Honestly, Matt -- what is it that keeps you from getting into therapy? Is there some reason you're so resistant to the idea? Therapy makes a difference for most people, even those with major endogenous depression. For much of what you've described over the past few years, you could really benefit from it. It would give you more long term benefit, with far fewer side effects, than any medications on this planet.
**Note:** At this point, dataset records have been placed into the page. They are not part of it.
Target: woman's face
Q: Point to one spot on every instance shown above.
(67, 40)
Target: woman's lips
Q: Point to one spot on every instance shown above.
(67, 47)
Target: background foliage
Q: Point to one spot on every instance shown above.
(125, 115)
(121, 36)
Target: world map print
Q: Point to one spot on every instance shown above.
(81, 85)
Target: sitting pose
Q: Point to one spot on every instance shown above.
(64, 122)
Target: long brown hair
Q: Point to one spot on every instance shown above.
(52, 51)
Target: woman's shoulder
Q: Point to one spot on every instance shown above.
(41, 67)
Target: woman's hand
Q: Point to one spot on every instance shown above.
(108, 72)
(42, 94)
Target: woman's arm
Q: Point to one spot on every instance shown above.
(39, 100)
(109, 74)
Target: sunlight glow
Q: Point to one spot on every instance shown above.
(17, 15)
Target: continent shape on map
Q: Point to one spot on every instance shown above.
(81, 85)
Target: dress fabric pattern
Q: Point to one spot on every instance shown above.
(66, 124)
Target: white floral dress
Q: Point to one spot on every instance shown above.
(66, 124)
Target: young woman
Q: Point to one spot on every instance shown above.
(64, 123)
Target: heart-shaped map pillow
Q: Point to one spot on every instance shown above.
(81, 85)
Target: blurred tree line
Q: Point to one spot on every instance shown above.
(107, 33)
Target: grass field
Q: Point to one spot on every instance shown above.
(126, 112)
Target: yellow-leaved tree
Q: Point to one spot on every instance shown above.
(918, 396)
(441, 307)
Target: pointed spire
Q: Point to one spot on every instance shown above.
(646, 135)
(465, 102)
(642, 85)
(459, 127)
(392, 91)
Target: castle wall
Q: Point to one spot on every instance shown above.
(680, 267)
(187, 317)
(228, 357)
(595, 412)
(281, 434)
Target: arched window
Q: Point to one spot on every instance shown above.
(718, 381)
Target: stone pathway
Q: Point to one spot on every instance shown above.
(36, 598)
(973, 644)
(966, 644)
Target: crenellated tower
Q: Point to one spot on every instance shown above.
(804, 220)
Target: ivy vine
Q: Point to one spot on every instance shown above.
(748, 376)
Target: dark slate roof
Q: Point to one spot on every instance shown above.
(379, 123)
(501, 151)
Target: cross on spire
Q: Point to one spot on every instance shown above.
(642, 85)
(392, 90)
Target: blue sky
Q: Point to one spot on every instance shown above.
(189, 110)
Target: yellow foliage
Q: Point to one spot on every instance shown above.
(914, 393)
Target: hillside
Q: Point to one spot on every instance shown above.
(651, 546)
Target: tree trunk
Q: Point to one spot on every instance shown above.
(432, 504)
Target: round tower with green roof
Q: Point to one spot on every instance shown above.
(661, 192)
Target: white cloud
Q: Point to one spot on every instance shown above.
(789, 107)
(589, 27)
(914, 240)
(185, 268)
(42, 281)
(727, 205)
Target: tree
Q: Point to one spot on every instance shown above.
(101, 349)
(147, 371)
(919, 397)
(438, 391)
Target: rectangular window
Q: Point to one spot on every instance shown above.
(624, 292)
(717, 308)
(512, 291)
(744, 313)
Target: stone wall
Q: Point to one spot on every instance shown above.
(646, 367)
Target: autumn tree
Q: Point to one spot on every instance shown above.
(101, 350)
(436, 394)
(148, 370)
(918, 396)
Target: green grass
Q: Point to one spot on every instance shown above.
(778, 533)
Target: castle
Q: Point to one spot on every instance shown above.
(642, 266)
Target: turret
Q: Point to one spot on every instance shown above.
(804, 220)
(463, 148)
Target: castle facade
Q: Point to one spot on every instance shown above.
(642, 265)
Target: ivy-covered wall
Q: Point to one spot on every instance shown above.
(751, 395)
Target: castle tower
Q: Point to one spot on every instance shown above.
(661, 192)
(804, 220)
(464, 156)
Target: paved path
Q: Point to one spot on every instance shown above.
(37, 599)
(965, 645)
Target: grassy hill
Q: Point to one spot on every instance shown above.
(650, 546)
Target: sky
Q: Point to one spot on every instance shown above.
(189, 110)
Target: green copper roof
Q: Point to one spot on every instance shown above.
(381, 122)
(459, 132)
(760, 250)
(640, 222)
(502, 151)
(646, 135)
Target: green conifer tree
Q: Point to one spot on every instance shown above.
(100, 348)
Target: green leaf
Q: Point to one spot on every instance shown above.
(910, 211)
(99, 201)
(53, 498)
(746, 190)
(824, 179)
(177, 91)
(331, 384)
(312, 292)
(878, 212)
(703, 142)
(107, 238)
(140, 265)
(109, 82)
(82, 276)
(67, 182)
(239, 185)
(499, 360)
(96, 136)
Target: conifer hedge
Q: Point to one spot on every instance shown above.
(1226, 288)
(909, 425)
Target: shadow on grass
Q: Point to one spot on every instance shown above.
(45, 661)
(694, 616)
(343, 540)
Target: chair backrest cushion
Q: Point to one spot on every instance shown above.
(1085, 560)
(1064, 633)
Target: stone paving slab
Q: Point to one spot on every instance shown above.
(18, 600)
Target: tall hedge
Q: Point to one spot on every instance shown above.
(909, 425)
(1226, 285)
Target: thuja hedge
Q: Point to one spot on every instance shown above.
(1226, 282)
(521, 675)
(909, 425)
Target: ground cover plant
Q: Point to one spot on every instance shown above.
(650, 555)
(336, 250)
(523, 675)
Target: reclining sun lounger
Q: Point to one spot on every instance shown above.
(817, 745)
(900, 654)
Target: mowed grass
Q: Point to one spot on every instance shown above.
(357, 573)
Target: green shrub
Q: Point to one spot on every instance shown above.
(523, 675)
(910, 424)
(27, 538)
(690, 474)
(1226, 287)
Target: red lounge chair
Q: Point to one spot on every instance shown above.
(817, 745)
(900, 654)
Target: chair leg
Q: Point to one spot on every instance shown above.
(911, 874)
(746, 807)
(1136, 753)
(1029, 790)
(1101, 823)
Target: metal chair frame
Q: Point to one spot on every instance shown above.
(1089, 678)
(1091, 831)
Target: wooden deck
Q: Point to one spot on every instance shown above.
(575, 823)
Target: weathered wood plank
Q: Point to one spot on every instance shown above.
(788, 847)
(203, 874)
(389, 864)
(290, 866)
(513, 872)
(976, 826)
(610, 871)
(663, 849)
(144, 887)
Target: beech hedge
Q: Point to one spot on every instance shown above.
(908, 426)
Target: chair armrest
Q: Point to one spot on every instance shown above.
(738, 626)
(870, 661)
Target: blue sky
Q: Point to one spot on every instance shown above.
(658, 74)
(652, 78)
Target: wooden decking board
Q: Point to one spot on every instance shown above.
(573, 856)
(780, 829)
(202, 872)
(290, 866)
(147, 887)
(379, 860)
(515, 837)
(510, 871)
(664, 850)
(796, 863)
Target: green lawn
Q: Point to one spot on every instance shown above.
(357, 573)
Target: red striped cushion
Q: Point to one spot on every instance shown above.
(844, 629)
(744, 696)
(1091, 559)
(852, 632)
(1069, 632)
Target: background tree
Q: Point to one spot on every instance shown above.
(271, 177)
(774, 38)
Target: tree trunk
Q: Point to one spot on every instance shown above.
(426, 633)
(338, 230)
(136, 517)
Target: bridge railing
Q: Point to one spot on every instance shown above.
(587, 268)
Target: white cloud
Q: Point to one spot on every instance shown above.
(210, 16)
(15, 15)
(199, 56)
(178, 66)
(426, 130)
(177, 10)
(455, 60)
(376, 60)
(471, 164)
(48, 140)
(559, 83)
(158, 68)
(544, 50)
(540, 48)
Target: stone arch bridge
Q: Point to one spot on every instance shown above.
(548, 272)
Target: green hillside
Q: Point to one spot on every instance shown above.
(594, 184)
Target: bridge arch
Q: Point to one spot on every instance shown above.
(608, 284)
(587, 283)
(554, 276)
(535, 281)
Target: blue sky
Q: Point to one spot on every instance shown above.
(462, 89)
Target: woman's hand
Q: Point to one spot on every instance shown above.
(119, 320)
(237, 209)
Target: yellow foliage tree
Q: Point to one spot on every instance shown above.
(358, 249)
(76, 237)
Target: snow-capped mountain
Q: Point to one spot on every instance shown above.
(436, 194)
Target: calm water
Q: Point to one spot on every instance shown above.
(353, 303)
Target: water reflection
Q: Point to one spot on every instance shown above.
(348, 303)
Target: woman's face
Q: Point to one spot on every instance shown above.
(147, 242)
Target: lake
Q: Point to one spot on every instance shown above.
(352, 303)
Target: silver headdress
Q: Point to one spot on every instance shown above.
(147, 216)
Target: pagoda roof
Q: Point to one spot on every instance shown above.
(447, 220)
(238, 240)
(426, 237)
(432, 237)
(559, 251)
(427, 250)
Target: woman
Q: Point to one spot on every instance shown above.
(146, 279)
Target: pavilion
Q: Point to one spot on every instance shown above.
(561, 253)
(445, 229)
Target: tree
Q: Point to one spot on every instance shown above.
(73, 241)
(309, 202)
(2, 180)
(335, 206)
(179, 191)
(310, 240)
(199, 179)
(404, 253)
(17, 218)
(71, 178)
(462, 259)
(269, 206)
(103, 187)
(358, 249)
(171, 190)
Here's an analogy: I'm going to physical therapy. My former GP told me to take Aleve, and then offered me Vicodin (proving thereby that he hadn't even glanced at my chart, but that's a different story). He tried to give me drugs, alone. I hated that idea, but didn't know what else to do. When things just kept getting worse, I fired that doctor, and my next doctor sent me off for physical therapy. It's already helping more than the drugs did, with much less chance of addiction, more long term benefits, etc.
Same with psychotherapy. It's worth giving it a try, Matt. It's likely to help you a lot. I really am curious, though: that's been suggested to you numerous times, and you haven't really responded that I can recall. What is it that stops you from considering therapy? At least as an augment to the drugs?